Mainstream media downplay Arab anti-semitism, bloodlust

There were anti-Israel protests at dawn prayers today, in Jordan and Egypt. Here's how AP reports them:
Thousands rallied in support of Palestinians on Friday, with demonstrators in Jordan's capital heeding a call by Facebook organizers to demand a sovereign Palestinian state, others near the Jordanian-Israeli border chanting "Death to Israel," and still more activists filling Cairo's Tahrir Square.

Palestinian youth groups called for protests in the West Bank and nearby Arab countries to mark the anniversary of the May 15, 1948, creation of the Jewish state. Palestinians call the anniversary the "day of catastrophe" because of the refugee crisis and loss of land that accompanied the creation of Israel.

About 500 protesters marched in Amman's downtown market district, some wearing Palestinian black and white kefiyahs or headscarves and holding keys to family homes left behind. Demonstrators demanded that the Israeli ambassador be sent home.

In Jordan, protesters chanted, "The people want to liberate Palestine." 
They also shouted, "The people want to end Wadi Araba," a reference to Jordan's 1994 peace treaty with Israel.

In Egypt, where the protest was also called to denounce recent Muslim-Christian violence in Cairo, Palestinian flags filled the square. Some protesters called for shutting down the Israeli embassy in Cairo and expelling the ambassador. A banner read: "If our leaders divided us, our uprisings will unite us."

"Egypt is Palestine. All Arab nations are Egypt. We are all one hand," said Ola Adel, a 20-year-old law student. "This protest is not about forming an army and heading to Gaza. It is about pressuring our officials to support the Palestinians demands."
It doesn't sound like they love Israel, but nothing seems tremendously offensive.

Until you read the Arabic media's version of the same protests.

Ammon News in Jordan says that the protesters were chanting
Khaybar Khaybar, oh Jews, Muhammad's Army has begun to return. We sacrifice our souls and blood for [the cause.] To Jerusalem we go, martyrs in the millions. No Embassy of the [Zionist] entity over thy land, O Amman.
Their invocation of Khaybar is, of course, a reference to Mohammed's slaughter of dozens Jews in that town in that town.

Similarly, Al Wafd reports from Egypt that the protesters there were chanting the same Khaybar chant, as well as "The house of Israel is on fire" and "The first demand of the masses is to burn the embassy and kill the ambassador." (This last chant was evidently too much for some fellow protesters, who were irritated by it, according to Al Wafd.)

So why did AP's reporters mention some chants and not the more extreme ones?

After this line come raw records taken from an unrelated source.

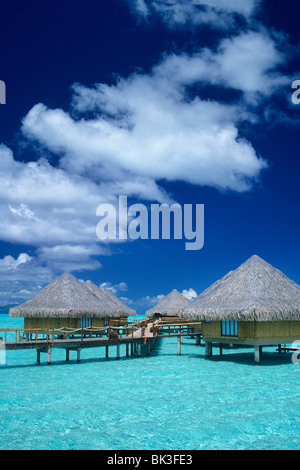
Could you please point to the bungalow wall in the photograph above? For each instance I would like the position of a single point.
(255, 330)
(44, 323)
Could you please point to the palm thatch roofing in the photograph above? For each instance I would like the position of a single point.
(64, 297)
(117, 306)
(170, 305)
(256, 291)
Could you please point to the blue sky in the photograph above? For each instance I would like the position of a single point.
(185, 101)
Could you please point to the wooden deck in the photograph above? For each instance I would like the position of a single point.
(45, 340)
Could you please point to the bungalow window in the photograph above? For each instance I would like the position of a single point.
(85, 322)
(230, 328)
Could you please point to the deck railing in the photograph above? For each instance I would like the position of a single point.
(17, 335)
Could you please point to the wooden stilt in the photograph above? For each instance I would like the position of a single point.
(178, 345)
(256, 354)
(208, 349)
(49, 357)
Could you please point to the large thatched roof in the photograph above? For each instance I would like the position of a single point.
(64, 297)
(170, 305)
(118, 308)
(254, 291)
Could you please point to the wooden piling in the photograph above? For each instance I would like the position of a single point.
(178, 345)
(256, 354)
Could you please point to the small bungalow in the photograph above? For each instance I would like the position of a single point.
(256, 304)
(65, 302)
(169, 308)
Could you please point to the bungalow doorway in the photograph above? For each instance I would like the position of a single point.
(85, 322)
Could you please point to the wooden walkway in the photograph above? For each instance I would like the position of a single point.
(45, 340)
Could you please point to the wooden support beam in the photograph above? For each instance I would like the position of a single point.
(178, 345)
(49, 356)
(256, 354)
(208, 348)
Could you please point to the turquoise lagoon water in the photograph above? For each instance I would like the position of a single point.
(164, 401)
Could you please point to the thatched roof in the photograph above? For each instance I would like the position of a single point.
(170, 305)
(64, 297)
(118, 308)
(254, 291)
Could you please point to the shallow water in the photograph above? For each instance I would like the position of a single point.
(163, 401)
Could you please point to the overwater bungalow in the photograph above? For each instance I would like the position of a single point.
(117, 311)
(256, 304)
(66, 302)
(169, 308)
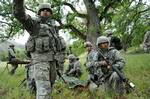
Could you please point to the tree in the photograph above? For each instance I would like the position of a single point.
(88, 19)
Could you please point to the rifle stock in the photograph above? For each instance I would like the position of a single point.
(129, 85)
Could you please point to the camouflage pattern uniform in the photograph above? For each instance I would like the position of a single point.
(11, 57)
(61, 56)
(42, 45)
(112, 81)
(30, 79)
(146, 42)
(90, 63)
(74, 68)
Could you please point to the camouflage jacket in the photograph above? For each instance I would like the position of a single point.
(44, 41)
(89, 61)
(73, 67)
(146, 41)
(112, 55)
(11, 54)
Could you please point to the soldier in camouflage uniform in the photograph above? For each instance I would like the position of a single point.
(12, 57)
(43, 44)
(146, 42)
(112, 81)
(74, 68)
(61, 56)
(89, 61)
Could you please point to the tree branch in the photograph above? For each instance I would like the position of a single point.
(106, 9)
(6, 23)
(74, 10)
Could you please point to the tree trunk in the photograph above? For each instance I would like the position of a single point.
(93, 22)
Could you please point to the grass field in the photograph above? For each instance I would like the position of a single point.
(137, 69)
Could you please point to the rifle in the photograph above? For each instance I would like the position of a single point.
(60, 76)
(129, 86)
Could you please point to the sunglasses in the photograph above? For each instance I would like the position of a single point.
(46, 9)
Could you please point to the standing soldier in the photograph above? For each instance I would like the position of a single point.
(43, 44)
(61, 56)
(113, 40)
(112, 81)
(146, 42)
(89, 60)
(12, 57)
(74, 68)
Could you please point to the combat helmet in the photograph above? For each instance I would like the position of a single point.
(11, 45)
(102, 39)
(109, 32)
(44, 6)
(87, 44)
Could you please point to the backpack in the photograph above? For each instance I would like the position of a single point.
(116, 43)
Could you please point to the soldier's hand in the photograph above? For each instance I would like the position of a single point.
(109, 67)
(104, 63)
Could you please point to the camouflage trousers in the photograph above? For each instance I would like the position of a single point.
(114, 84)
(44, 75)
(13, 69)
(30, 79)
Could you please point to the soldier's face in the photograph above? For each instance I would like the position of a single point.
(104, 45)
(88, 48)
(45, 13)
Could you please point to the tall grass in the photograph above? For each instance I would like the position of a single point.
(137, 69)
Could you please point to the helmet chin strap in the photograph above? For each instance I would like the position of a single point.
(44, 19)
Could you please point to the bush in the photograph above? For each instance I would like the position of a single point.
(77, 47)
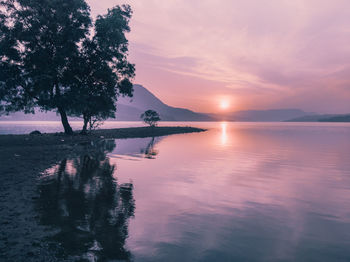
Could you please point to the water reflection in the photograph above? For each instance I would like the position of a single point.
(136, 148)
(223, 133)
(82, 200)
(150, 151)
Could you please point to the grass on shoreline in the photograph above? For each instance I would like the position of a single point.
(117, 133)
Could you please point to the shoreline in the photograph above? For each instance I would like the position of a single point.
(22, 159)
(45, 139)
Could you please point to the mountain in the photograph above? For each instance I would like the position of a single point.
(128, 109)
(142, 100)
(272, 115)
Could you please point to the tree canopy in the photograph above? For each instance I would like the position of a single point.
(150, 117)
(53, 57)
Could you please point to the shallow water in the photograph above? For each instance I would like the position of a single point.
(238, 192)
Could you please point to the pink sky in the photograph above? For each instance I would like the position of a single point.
(253, 54)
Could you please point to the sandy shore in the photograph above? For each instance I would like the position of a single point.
(22, 159)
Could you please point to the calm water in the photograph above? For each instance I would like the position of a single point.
(239, 192)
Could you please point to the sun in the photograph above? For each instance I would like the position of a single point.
(224, 104)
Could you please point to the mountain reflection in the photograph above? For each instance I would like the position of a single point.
(86, 206)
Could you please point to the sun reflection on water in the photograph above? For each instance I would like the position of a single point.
(224, 138)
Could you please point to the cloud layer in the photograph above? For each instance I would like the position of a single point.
(256, 53)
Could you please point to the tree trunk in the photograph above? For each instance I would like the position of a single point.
(67, 128)
(86, 121)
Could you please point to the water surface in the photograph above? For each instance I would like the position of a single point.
(239, 192)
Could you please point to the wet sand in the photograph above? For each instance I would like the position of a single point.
(22, 159)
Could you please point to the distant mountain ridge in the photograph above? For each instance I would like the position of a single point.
(130, 109)
(142, 100)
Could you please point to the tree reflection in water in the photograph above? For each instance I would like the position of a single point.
(83, 201)
(149, 151)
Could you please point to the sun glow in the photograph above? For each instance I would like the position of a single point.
(224, 103)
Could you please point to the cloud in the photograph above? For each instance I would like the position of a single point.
(268, 51)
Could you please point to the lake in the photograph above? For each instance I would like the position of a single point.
(238, 192)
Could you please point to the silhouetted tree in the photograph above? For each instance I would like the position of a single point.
(42, 38)
(49, 59)
(101, 72)
(150, 117)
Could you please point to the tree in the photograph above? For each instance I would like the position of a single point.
(50, 58)
(150, 117)
(101, 72)
(45, 35)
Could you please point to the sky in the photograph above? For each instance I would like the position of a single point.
(229, 55)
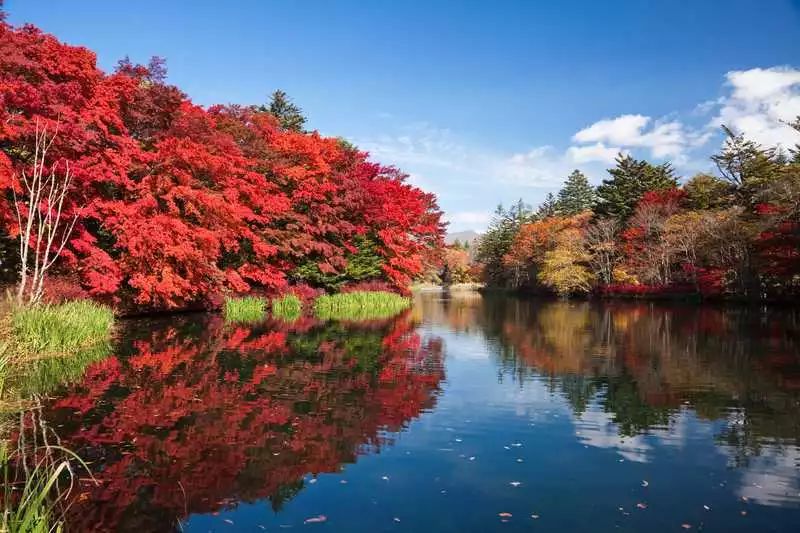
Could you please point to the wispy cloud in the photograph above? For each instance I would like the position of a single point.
(469, 178)
(760, 103)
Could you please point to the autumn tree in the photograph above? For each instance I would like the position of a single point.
(602, 241)
(649, 253)
(619, 195)
(497, 240)
(565, 268)
(576, 196)
(44, 228)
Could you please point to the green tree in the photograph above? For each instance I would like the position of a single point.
(576, 196)
(496, 242)
(747, 166)
(704, 191)
(548, 208)
(289, 115)
(630, 179)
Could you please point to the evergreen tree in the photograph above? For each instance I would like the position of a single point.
(548, 208)
(289, 115)
(496, 242)
(704, 191)
(630, 179)
(576, 196)
(748, 167)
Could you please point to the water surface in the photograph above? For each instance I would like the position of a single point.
(464, 414)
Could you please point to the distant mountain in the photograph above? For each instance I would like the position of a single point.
(462, 236)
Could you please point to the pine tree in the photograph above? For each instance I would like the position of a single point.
(289, 115)
(576, 196)
(496, 242)
(630, 179)
(548, 208)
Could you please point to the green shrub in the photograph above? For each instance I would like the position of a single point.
(360, 305)
(60, 329)
(247, 309)
(287, 307)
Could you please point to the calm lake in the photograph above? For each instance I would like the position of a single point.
(467, 413)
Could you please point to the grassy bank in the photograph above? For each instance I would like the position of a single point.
(288, 307)
(246, 309)
(45, 346)
(41, 348)
(360, 305)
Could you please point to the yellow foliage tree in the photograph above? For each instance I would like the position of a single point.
(564, 269)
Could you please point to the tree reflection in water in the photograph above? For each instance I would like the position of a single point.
(193, 416)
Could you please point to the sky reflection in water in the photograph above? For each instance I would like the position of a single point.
(466, 414)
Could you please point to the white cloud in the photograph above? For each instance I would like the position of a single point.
(429, 151)
(624, 129)
(469, 177)
(476, 218)
(594, 152)
(664, 139)
(760, 103)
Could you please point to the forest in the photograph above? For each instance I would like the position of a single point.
(644, 232)
(165, 204)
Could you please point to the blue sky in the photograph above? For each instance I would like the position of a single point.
(481, 102)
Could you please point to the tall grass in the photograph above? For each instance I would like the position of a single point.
(288, 307)
(60, 329)
(41, 347)
(34, 476)
(247, 309)
(360, 305)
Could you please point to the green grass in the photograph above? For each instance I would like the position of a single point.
(360, 305)
(247, 309)
(288, 307)
(60, 329)
(42, 347)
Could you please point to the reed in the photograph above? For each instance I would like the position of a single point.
(360, 305)
(246, 309)
(288, 307)
(61, 329)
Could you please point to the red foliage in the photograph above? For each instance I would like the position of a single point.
(180, 414)
(180, 203)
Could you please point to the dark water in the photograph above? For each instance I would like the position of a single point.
(465, 414)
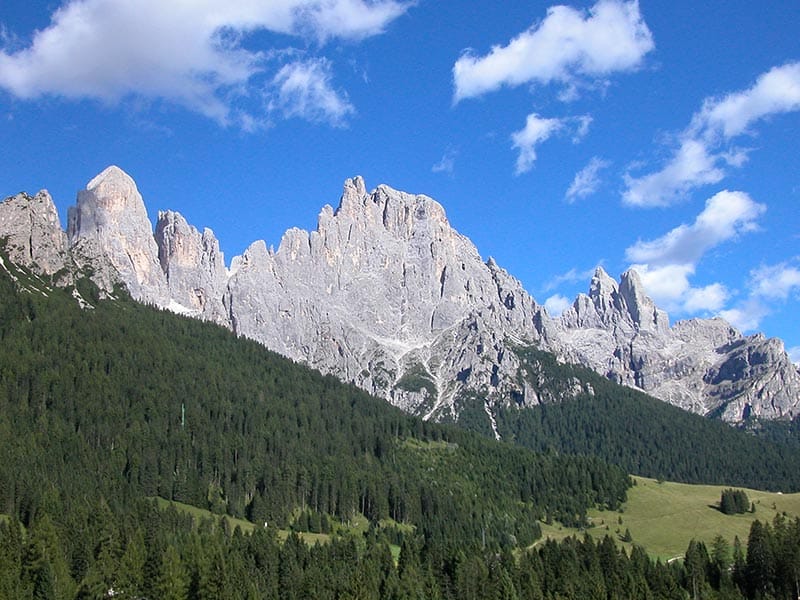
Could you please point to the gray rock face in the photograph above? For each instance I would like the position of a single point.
(109, 232)
(387, 295)
(702, 365)
(34, 238)
(194, 268)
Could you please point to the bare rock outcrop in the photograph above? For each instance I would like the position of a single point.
(384, 293)
(109, 233)
(33, 234)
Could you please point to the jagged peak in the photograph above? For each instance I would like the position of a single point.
(111, 175)
(602, 284)
(354, 193)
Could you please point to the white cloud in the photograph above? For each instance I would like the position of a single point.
(667, 263)
(587, 180)
(776, 91)
(187, 53)
(536, 131)
(768, 285)
(726, 215)
(582, 130)
(447, 164)
(710, 298)
(556, 304)
(303, 89)
(747, 316)
(776, 282)
(691, 166)
(566, 45)
(704, 149)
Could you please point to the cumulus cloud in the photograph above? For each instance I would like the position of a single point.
(536, 131)
(556, 304)
(189, 54)
(704, 149)
(776, 282)
(768, 286)
(587, 180)
(447, 164)
(568, 44)
(747, 316)
(726, 215)
(666, 264)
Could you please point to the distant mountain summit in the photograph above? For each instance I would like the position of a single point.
(387, 295)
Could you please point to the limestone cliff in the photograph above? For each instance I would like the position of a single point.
(387, 295)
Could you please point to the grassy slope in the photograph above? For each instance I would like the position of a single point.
(664, 517)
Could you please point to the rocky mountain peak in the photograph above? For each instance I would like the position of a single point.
(193, 265)
(33, 233)
(387, 295)
(109, 227)
(641, 308)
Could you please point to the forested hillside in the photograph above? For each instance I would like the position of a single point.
(645, 436)
(104, 408)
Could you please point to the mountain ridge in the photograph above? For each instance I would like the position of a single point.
(387, 295)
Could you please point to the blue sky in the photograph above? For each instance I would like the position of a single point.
(557, 137)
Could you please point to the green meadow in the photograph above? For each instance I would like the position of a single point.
(663, 517)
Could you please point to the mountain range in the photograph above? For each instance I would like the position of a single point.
(387, 295)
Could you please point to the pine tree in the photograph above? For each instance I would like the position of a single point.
(173, 578)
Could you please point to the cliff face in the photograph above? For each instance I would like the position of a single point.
(386, 294)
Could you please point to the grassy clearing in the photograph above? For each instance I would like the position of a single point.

Why are they whitewashing the protests to make them appear relatively tame? And why do they erase any mention of Jews in the chants?

For most of the media, truth is not as important as maintaining memes. And the memes that Arabs are only protesting things from a political and not religious perspective, and that they are only protesting against Israel and not Jews, are too strong to let some pesky facts shoot them down.